An AWK program that 'dequotes' CSV fields for various defined/configured record types.
Configuration of record types and the fields that are to be dequoted is placed
in the dequote-config
file, and should be a pair of values in the format
record_type=comma separated field indexes
. For example:
# TYPE_1 records to dequote second and fourth fields.
TYPE_1=2,4
# TYPE_2 records to dequote third, fourth and fifth fields.
TYPE_2=3,4,5
The configuration file should be the first file in the list to process.

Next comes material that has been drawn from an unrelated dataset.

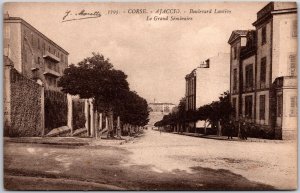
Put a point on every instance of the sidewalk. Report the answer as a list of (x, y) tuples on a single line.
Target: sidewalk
[(226, 138), (72, 141)]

The program accepts a single, optional, argument RECORD_TYPE_INDEX
which
should be the numerical index of which input file field the record type
identifier can be found. If not supplied it defaults to the first field.
Usage:
awk -v RECORD_TYPE_INDEX=1 -f dequote.awk dequote-config test_data.csv
Where the dequote-config
content is as the example above and the
test_data.csv
file contains:
"TYPE_1","a","b","c","d","e"
"TYPE_2","f","g","h","i","j"
"TYPE_1","\"k\"","l","m","n","o"
"TYPE_3","k","l","m","n","o
The result is:
"TYPE_1",a,"b",c,"d","e"
"TYPE_2","f",g,h,i,"j"
"TYPE_1",\"k\","l",m,"n","o"
"TYPE_3","k","l","m","n","o"
For more information, both dequote-config
and dequote.awk
are commented.